Today is my Monday at work. Today is a good day. No real drama. Lot’s of good energy floating around… which is good. There is a guy at work I don’t like, but we are not butting heads.

Today I got up and I had Special K Red Berries and a Yogurt for breakfast.

Then I got dressed and went to the gym where I had a good workout. I did my sit-up routine, stairmaster for 30, treadmill for 20… I was soaking wet from sweat after.

I showered and shaved. No small feat because I am now shaving my whole body daily for that smooth, silky look. Feels good unless I knick myself.

Then I went to the tanning salon and microwaved myself for 10 minutes to finish with a warm and toasty glow.

Trotted off to work in the Venetian. Parking is always a bitch here.

Showed up at work and they had pizza here. Cold, old 6 hour past prime pizza that was completely unedible. I would imagine the health department would shit if they saw this.

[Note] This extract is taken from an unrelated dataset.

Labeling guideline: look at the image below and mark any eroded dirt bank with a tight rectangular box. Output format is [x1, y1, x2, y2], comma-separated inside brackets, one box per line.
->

Anyway, I hear they are supposed to be bringing fresh pizza later on… I’m not touching it. I am fat enough as it is and since I seem to be losing a couple pounds here and there I need any headway I can get.

Adolfo is well. We are okay. We still have big problems but we seem to be surviving them in so far.

I sent my mom her Mother’s Day thingy on Monday and she got it on Wednesday already.

I sent schtuff to my dad and step mom and I have not heard from them.